Sam Allardyce is set to formalise his return to soccer at Crystal Palace in the next 24 hours, following his ill-fated 67-day stint as England manager. The struggling Premier League club is seeking to make a swift appointment after the sacking of Alan Pardew.
Palace reluctantly dismissed Pardew on Thursday after almost two years in charge, with the team having lost eight of their past 10 league games, and 22 over the calendar year, to slump to within a point of the relegation zone. Allardyce, who departed his position with the English Football Association in September after one only match, having been filmed by undercover reporters discussing FA rules on third-party ownership, was in talks with his representative and the club's chairman, Steve Parish, on Thursday evening.
It is understood that agreement has been reached in principle on a contract set to run to 2019, with a break clause stipulated in 18 months’ time. The 62-year-old Allardyce has made clear his desire to return to club management.
Although Pardew had anticipated overseeing Palace’s game at Watford on St Stephen’s Day, the club’s hierarchy appears to have wielded the axe for fear that they might miss out on Allardyce, who had fielded tentative interest from clubs in China and agents claiming to work on behalf of Swansea City over the past few weeks.
“I think [I will return], probably in the new year, if not before, depending on who approaches me,” Allardyce told beIN Sports last week. “I don’t think I can leave it where it ended.”
The possibility of losing out on a manager who has never been relegated from the top flight appears to have prompted Palace, whose players were granted a day off on Thursday, to act before the Christmas programme. The American major shareholders, David Blitzer and Josh Harris, who each purchased an 18 per cent stake in the club a year ago, had grown increasingly alarmed at the team's slump in form, which was threatening their considerable investment.
They had been made aware of Allardyce's credentials some time ago. Indeed, it is understood they had been sent a dossier offering detailed analysis of the club's squad, with assessments of each player, towards the end of last month, while Palace were embroiled in a six-match losing streak that culminated in a calamitous 5-4 defeat at Swansea on November 26th. Allardyce had questioned the team's fitness and had also indicated what he felt would need to be done in the January transfer window – when Palace had hoped to add the Leeds left-back Charlie Taylor to their ranks – to instigate a revival. He would seek to bring in his own backroom staff, including Sammy Lee as an assistant and new fitness coaches and analysts.
The American co-owners were increasingly swayed, but Pardew retained the support of Parish until very recently and appeared to have bought himself some time by gleaning four points from games with Southampton and Hull, for all that the revival was choked by losses to Manchester United and Chelsea last week. His decision-making during games had been called into question in the first of those defeats, but he still attended the club's Christmas party at London's Quaglino's restaurant on Tuesday, and was due to face the media before continuing preparations for the Watford game on Friday.

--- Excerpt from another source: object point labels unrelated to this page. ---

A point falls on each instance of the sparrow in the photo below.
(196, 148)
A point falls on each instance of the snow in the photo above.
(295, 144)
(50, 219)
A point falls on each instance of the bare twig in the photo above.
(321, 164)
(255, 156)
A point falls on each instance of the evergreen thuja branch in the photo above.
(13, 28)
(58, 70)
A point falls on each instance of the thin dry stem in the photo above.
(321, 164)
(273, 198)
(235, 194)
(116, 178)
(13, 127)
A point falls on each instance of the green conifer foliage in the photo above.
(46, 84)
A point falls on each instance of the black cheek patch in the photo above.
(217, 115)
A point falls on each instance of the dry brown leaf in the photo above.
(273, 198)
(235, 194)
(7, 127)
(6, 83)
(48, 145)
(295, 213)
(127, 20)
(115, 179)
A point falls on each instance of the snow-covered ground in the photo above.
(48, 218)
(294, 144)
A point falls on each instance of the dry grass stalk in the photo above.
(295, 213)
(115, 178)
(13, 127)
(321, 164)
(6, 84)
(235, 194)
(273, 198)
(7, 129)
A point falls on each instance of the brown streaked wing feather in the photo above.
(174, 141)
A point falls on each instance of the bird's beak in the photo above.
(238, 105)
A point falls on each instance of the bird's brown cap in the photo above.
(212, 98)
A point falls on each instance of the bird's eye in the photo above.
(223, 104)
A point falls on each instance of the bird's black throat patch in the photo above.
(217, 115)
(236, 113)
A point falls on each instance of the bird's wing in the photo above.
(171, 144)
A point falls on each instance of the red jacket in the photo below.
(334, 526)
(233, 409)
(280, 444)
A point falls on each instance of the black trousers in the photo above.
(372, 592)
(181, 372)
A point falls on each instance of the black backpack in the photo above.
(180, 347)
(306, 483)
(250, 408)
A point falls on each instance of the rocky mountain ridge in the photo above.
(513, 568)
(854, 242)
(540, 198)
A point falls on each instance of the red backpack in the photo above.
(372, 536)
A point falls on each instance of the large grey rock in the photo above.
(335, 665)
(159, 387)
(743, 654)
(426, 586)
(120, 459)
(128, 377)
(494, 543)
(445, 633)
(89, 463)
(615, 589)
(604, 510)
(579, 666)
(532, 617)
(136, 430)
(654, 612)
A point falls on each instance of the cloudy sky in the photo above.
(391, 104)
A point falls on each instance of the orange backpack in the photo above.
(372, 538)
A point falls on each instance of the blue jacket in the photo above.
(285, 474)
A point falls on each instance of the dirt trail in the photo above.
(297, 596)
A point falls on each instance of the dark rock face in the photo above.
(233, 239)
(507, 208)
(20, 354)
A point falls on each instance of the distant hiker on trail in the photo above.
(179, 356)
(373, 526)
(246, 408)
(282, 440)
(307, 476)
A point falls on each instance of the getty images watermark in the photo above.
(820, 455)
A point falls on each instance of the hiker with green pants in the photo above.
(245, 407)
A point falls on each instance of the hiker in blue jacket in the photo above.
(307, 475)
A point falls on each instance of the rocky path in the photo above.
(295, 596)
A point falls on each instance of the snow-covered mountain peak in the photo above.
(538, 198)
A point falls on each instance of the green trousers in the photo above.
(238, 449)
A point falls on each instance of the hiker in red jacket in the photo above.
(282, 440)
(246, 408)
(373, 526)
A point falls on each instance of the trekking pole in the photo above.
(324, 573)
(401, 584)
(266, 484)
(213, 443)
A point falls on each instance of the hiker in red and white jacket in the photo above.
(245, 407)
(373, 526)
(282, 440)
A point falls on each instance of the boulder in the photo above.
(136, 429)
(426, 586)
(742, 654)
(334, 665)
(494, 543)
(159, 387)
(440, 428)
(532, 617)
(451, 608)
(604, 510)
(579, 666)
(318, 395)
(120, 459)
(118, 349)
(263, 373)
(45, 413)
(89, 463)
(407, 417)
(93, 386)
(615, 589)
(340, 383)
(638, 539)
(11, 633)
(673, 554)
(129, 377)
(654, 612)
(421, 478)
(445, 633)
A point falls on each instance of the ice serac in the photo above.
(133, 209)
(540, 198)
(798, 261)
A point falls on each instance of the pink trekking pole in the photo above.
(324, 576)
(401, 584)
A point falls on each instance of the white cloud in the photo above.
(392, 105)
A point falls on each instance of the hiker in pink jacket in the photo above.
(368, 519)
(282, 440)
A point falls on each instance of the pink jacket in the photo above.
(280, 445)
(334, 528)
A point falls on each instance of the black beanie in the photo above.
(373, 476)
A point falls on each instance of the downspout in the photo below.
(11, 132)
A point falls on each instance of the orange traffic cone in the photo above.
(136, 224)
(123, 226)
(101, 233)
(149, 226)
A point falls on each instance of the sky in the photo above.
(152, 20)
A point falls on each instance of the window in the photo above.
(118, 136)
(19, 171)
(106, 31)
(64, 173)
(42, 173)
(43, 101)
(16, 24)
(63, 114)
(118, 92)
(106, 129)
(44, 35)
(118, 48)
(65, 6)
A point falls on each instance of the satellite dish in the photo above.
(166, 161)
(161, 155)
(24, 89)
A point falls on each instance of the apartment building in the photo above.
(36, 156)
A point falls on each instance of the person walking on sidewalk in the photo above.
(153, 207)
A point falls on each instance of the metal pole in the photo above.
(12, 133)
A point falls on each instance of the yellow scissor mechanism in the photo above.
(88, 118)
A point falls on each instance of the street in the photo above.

Instead, he was summoned to a meeting at Palace’s office in Soho on Thursday morning and was informed his time was up.
“Relegation is so costly and I feel, with no blame attached, we got ourselves in a rut and need a change,” Parish told the BBC. “We hope a change will change things. We all bought into the decision to play a more expansive style of football. We all believed in it. That hasn’t worked. It’s no one’s fault. The players have been running their socks off for Alan, the spirit is good. But now we’re going to wind the dial back the other way.”
There had been support within the Palace hierarchy for Chris Coleman – though no formal approach was made to the Football Association of Wales – and Roy Hodgson and Roberto Mancini had also been mentioned. Yet Allardyce's track record appears to have been key, particularly in convincing Harris and Blitzer, given his achievements in steering Bolton and, more latterly, West Ham and Sunderland to Premier League survival.
Although the FA is still waiting to conduct its own investigation into its former manager’s conduct during his brief tenure with the national side – the relevant evidence has yet to be passed over by the City of London Police, who have confirmed that Allardyce is not the subject of a criminal investigation – there is nothing to prevent him taking up the reins of a club side again immediately. Allardyce would inherit arguably the strongest squad in Palace’s history, with money to add to his options next month and a trip to Arsenal on New Year’s Day to follow that to Vicarage Road next Monday.
Pardew’s payoff is believed to be an initial £2.5 million (€2.9 million), but he will effectively be paid his basic salary (up to a cap) until he takes another position in the future.
“I would just like to take the opportunity to thank everybody at Crystal Palace for their fantastic support,” he said in a statement. “In particular, a big thanks to the players, who gave me absolutely everything, and Steve Parish and his board. Personally I have a lot of good feelings for this football club and am sad that my time there has ended. I feel that I have a special bond with the club and hope that hasn’t been affected.”